Globally, new plants in China, Korea and the Middle East have been configured to produce large quantities of diesel and jet fuel and can process sour, heavy crudes, Kloza said. “But there are a lot of antiquated ‘teapot-like’ refineries that will have some real trouble,” he said. For refineries that are not yet capable of producing the low-sulfur fuels, “one thing in their favor is that the crude oil slate keeps getting lighter and sweeter.”
The new regulation sparks uncertainties about the supply of global oil, which has been overindexing. A so-called sloppy supply position for gasoline could, in turn, potentially soften the blow from marine low-sulfur fuel supply obligations.
What does this mean for fuel prices in 2020? In its IMO 2020 review summary, the Fuels Institute reviewed 40 analyses, poring over several diesel and gasoline pricing scenarios. The estimated effect on retail gasoline and diesel prices range from about 25 cents to 75 cents. One report projects diesel prices could rise 20% to 30% by 2020, while another suggested crude prices could increase as much as 50%. Most reports agree that the effect will be limited to a two- to three-year window.
“In the shorter term, there should be more clarity on fuel pricing in late 2020 as compliant fuel blends become more common,” Eichberger said.
As of press time, IMO 2020’s effect on fuel prices was still muted. “The dog is barking [around higher prices], but it’s a soft growl rather than a yelping hound,” Kloza said.
He envisions a hypothetical worst-case scenario for first-quarter 2020 if a polar vortex hits the Northeast at the same time hydrocarbons normally used to make diesel go to the marine market. “Under those circumstances, and on a very temporary basis, we could see diesel prices spike much higher,” he said.
Under such a scenario, diesel prices in the Pacific Northwest or in California could fetch prices of $2.40 to $2.75 per gallon. “It’s not likely, but not impossible,” Kloza said.
In mid-2018, Philip Verleger, president of Denver-based PKVerleger LLC, predicted “an economic crash of horrible proportions” in 2020, with the potential for $6- to $7-per-gallon retail gasoline prices and $8 to $9 per gallon for diesel. He now says these price projections “are almost out of the question” but cautions against unforeseen developments. Verleger also is watching how the distillate markets develops, as well as compliance activities from both refiners and shipping companies.
Domestic refiners might try to compensate for any low-sulfur fuel shortfalls of noncomplying refiners, domestically and abroad, to meet marine demand, he said. “I think they will try, which might trigger cutting diesel supply to U.S. farmers and truckers,” he said.
Retailers have few ways to insulate themselves against IMO 2020, experts say. Verleger sees a scenario in which “retailers could twist slowly, slowly in the wind” if a significant piece of the gasoline and diesel barrel cut is diverted to process low-sulfur fuel.

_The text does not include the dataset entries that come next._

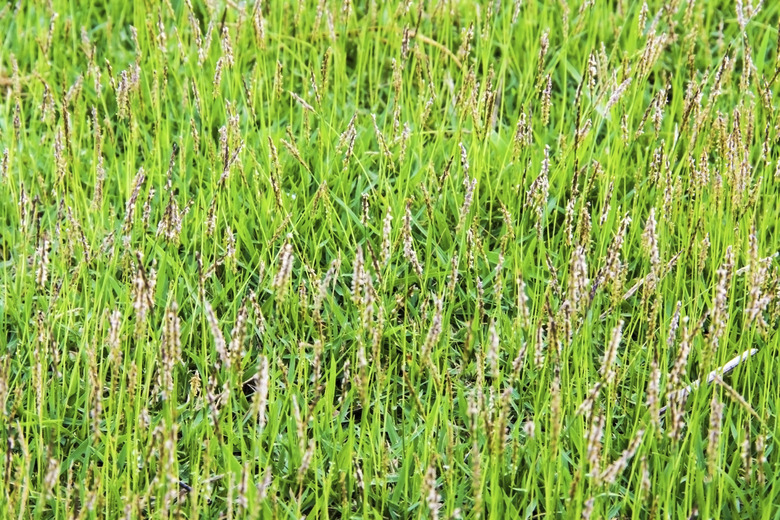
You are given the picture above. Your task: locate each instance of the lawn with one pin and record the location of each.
(398, 259)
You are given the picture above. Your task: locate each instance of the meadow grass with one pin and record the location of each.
(425, 259)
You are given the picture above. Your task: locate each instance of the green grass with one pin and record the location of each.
(201, 287)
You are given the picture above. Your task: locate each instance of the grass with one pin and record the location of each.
(389, 260)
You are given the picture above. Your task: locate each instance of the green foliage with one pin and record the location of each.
(388, 259)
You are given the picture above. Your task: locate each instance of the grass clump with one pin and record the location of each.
(389, 259)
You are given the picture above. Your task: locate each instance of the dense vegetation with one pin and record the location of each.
(419, 259)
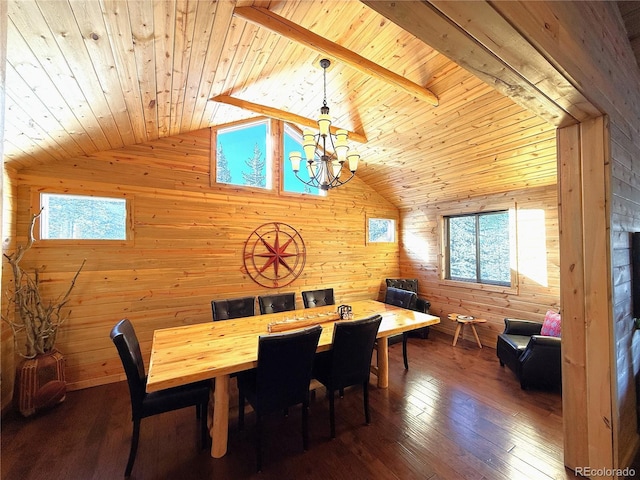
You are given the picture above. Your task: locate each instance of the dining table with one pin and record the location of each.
(216, 350)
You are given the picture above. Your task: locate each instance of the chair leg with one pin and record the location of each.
(305, 426)
(134, 447)
(365, 395)
(240, 410)
(332, 413)
(258, 442)
(203, 425)
(404, 350)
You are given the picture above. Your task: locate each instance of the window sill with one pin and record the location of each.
(513, 290)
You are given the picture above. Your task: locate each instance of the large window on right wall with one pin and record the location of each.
(478, 248)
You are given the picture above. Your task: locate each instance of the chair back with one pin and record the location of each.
(351, 351)
(233, 308)
(124, 338)
(285, 362)
(280, 302)
(410, 284)
(401, 298)
(318, 298)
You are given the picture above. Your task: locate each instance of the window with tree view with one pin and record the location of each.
(381, 230)
(479, 248)
(241, 155)
(79, 217)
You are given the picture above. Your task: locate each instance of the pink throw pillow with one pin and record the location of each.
(551, 325)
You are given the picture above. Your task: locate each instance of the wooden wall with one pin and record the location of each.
(589, 41)
(6, 339)
(538, 279)
(187, 247)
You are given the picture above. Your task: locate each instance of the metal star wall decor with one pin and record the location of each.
(274, 255)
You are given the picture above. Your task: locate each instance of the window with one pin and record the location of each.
(381, 230)
(242, 155)
(478, 248)
(81, 217)
(293, 142)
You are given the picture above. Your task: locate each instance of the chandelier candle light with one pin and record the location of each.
(324, 169)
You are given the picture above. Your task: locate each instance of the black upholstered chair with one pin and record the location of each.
(281, 379)
(348, 362)
(536, 359)
(233, 308)
(279, 302)
(318, 298)
(405, 299)
(422, 304)
(147, 404)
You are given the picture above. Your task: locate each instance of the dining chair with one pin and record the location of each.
(318, 298)
(348, 362)
(279, 302)
(405, 299)
(280, 380)
(145, 404)
(422, 304)
(233, 308)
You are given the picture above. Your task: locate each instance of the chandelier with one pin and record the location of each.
(325, 166)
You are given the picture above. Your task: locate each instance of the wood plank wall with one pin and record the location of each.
(588, 40)
(537, 246)
(6, 339)
(187, 248)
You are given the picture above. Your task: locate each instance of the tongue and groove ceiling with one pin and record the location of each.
(87, 76)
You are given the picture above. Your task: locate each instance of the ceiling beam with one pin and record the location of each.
(282, 115)
(526, 78)
(296, 33)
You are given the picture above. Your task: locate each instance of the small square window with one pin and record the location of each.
(80, 217)
(381, 230)
(242, 155)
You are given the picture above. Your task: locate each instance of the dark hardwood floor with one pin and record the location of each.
(455, 414)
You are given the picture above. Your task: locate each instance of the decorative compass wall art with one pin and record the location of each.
(274, 255)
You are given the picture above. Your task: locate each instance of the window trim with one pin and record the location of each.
(511, 208)
(56, 242)
(368, 241)
(271, 155)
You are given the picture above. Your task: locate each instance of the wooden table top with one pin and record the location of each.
(186, 354)
(455, 317)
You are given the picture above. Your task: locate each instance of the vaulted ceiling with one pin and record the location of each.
(85, 76)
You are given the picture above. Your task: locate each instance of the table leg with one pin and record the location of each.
(459, 328)
(475, 333)
(383, 362)
(220, 425)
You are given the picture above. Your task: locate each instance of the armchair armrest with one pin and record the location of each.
(515, 326)
(541, 362)
(422, 305)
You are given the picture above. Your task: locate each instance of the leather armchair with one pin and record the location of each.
(422, 304)
(535, 359)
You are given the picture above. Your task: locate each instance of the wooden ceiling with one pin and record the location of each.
(86, 76)
(630, 12)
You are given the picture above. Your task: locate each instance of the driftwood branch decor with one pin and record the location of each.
(38, 319)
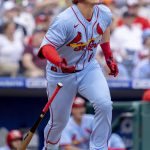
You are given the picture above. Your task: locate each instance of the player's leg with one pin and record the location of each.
(60, 110)
(94, 87)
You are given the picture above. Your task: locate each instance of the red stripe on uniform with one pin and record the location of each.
(55, 45)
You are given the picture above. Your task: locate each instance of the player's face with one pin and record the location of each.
(93, 2)
(78, 112)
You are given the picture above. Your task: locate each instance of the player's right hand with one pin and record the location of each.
(65, 68)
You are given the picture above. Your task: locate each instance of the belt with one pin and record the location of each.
(54, 69)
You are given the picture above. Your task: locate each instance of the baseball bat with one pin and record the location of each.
(31, 132)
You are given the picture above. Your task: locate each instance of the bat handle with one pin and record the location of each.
(59, 86)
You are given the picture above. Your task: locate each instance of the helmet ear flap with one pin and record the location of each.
(75, 1)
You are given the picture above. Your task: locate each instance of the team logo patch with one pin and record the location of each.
(79, 46)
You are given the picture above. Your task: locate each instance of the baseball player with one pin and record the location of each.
(76, 135)
(70, 46)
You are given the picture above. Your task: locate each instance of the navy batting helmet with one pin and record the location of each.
(14, 135)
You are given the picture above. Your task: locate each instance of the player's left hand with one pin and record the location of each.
(112, 66)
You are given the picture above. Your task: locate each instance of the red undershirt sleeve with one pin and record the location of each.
(51, 54)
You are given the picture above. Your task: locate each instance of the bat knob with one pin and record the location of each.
(60, 84)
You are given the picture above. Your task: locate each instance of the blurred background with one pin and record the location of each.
(23, 24)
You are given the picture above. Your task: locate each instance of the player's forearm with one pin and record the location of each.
(51, 54)
(28, 63)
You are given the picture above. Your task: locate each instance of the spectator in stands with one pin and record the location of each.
(11, 48)
(134, 8)
(13, 140)
(142, 70)
(34, 67)
(77, 133)
(126, 41)
(11, 12)
(146, 96)
(43, 20)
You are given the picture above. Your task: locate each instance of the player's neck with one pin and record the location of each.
(86, 10)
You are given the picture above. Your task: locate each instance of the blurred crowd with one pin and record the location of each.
(23, 24)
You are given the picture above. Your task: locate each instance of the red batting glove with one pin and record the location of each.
(112, 66)
(65, 68)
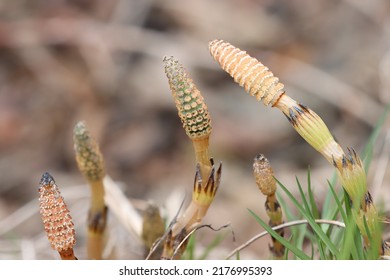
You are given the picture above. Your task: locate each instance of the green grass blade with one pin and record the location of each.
(300, 254)
(317, 229)
(313, 205)
(368, 149)
(214, 243)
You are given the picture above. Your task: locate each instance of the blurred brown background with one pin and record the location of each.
(101, 61)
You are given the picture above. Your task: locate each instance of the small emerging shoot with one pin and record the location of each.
(90, 163)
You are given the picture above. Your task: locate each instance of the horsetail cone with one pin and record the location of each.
(258, 81)
(55, 216)
(88, 155)
(264, 175)
(190, 104)
(192, 111)
(247, 71)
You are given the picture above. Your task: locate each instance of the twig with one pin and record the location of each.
(192, 231)
(285, 225)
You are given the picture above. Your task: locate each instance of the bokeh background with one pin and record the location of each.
(101, 62)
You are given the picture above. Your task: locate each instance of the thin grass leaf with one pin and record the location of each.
(303, 197)
(352, 247)
(313, 205)
(369, 148)
(309, 211)
(300, 254)
(298, 232)
(317, 229)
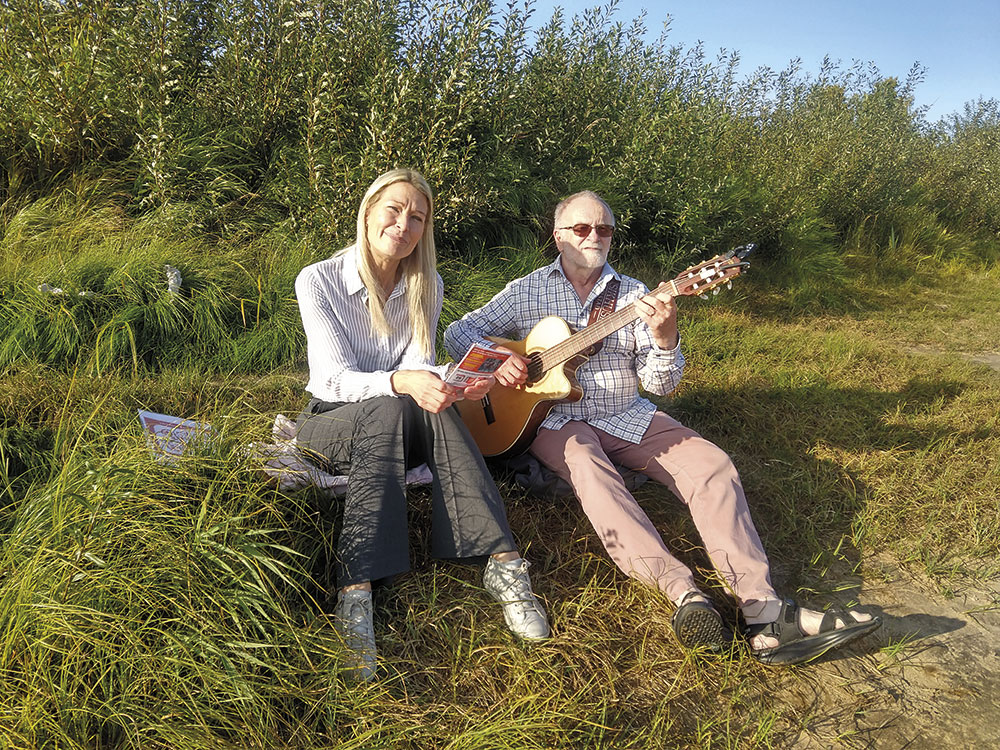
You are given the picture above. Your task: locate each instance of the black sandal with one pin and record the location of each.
(794, 646)
(697, 624)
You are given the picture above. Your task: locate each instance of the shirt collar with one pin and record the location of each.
(607, 273)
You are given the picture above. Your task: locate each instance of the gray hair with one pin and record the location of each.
(564, 204)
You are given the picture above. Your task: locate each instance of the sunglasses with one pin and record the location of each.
(583, 230)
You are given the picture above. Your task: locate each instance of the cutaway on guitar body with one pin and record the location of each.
(505, 422)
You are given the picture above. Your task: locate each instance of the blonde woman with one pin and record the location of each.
(379, 406)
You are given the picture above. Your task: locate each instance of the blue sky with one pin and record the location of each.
(958, 42)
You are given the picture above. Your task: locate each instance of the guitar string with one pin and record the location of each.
(572, 345)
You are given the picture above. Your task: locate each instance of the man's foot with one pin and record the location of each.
(353, 618)
(800, 635)
(509, 584)
(698, 624)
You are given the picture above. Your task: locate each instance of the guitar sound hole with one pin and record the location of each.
(534, 367)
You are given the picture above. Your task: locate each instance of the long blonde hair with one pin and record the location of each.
(419, 268)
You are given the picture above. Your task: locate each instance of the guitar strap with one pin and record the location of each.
(604, 304)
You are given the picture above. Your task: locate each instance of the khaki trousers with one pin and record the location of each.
(696, 471)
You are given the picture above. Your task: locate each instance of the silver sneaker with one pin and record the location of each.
(353, 619)
(510, 585)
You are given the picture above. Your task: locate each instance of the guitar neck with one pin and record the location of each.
(585, 338)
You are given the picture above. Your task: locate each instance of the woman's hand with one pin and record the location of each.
(426, 388)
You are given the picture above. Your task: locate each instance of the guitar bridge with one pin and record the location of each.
(488, 410)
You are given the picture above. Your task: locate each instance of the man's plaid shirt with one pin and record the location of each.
(610, 380)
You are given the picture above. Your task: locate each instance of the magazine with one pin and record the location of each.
(168, 437)
(481, 361)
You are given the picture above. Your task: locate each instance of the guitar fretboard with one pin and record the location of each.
(582, 340)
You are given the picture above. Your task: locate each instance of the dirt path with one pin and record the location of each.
(939, 689)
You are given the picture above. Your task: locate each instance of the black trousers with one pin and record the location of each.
(374, 442)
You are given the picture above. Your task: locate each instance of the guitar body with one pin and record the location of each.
(505, 422)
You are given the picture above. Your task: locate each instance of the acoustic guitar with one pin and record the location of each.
(504, 423)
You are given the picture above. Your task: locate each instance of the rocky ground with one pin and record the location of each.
(929, 679)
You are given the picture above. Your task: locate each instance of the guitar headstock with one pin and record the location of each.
(709, 275)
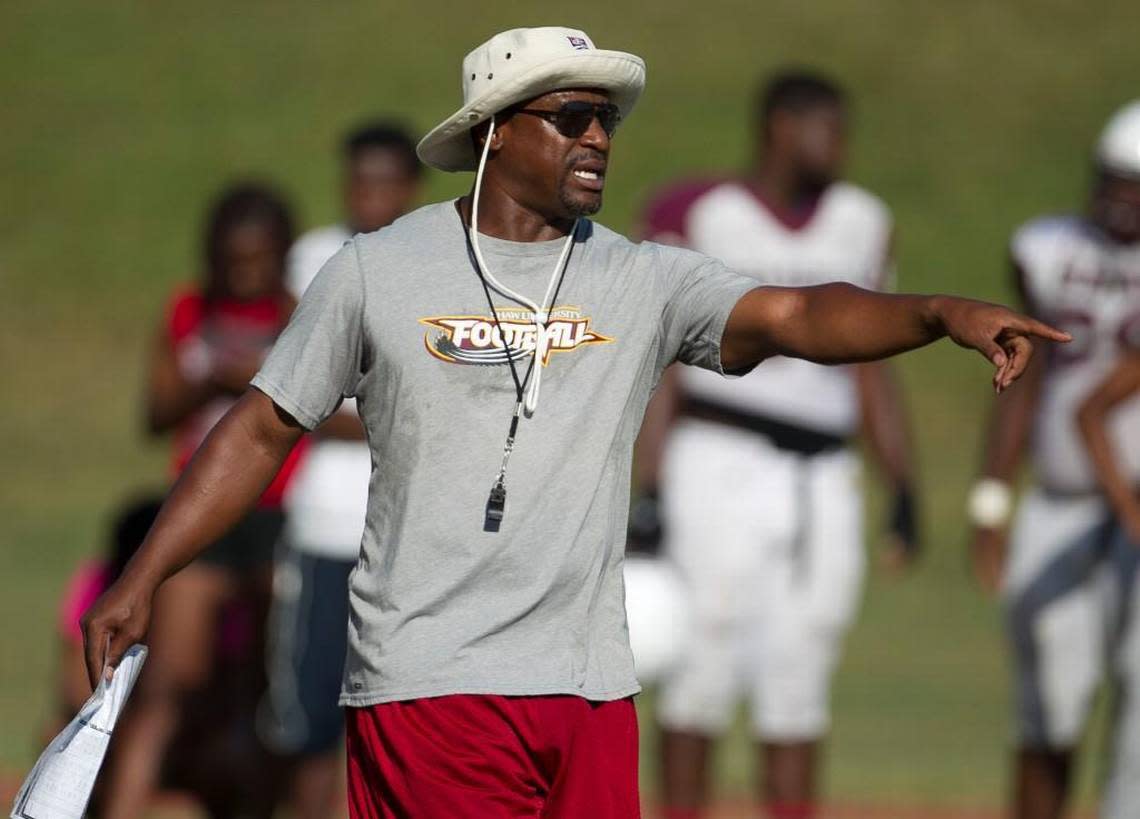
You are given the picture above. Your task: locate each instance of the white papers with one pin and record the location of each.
(59, 785)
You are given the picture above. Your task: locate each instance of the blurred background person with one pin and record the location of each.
(210, 342)
(1060, 583)
(1118, 391)
(326, 503)
(759, 488)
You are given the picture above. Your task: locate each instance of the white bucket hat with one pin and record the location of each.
(521, 64)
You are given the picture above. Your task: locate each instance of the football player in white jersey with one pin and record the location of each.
(326, 504)
(1066, 582)
(759, 489)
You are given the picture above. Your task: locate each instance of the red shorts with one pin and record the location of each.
(494, 757)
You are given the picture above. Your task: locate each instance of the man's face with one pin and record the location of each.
(1116, 207)
(552, 173)
(379, 188)
(251, 261)
(814, 140)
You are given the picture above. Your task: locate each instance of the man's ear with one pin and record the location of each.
(479, 135)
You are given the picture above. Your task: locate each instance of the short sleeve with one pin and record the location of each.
(318, 359)
(701, 293)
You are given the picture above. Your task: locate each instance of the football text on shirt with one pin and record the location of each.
(478, 340)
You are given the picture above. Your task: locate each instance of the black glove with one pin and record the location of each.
(645, 529)
(904, 521)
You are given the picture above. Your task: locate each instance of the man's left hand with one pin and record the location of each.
(998, 333)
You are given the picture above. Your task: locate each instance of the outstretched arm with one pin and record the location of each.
(841, 323)
(226, 477)
(1121, 384)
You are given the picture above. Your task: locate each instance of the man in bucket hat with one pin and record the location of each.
(488, 671)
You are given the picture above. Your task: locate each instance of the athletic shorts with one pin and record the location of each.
(250, 544)
(770, 544)
(1067, 598)
(486, 756)
(308, 640)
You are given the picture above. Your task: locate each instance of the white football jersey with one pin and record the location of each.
(327, 499)
(845, 237)
(1081, 282)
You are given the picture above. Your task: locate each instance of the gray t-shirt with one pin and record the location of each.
(398, 319)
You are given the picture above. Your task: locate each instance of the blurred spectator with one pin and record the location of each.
(326, 505)
(210, 343)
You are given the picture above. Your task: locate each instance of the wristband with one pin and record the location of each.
(991, 503)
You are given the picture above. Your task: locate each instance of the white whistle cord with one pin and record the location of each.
(542, 314)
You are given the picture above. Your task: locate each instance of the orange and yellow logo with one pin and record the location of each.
(478, 340)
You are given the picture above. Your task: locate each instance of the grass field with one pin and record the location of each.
(121, 119)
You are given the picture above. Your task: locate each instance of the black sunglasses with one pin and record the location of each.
(576, 116)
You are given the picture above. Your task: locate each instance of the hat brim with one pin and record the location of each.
(448, 146)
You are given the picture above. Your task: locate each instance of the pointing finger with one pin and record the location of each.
(1032, 326)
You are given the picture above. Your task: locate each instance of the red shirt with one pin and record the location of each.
(201, 333)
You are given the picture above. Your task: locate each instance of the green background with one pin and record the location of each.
(122, 119)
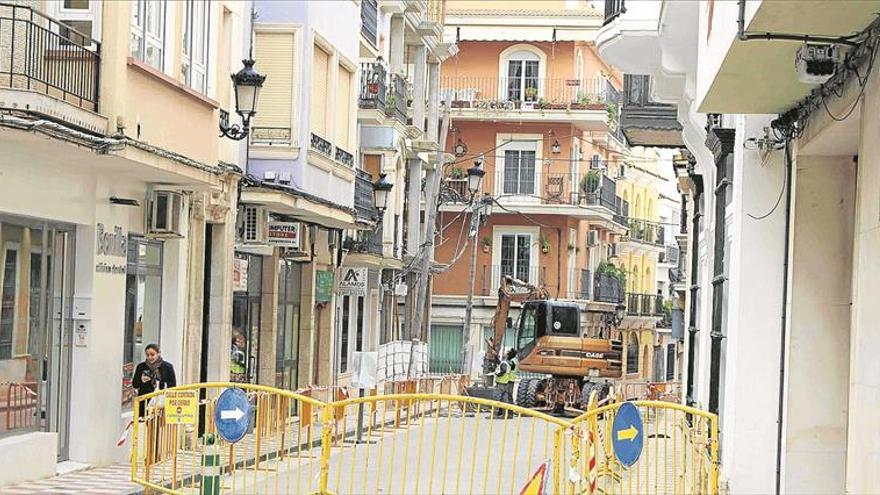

“Retailers have their hands tied,” Eichberger said. “They can’t buy more diesel now in advance and hold it, since they buy fuel when they need it and then pass the price increase along to customers.”
Kloza echoes that sentiment. When it comes to the diesel market, it’s “backward-dated by more than a penny per month so retailers can’t really hoard or store product in advance,” he said. Retailers could buy some protection through ultralow-sulfur diesel futures options in 2020 to take a hedge position against diesel, or they could put some product away before January.
“But the market is not factoring in a spike,” he said. “Once we get close to implementation, we could see the usual panic of the crowd.”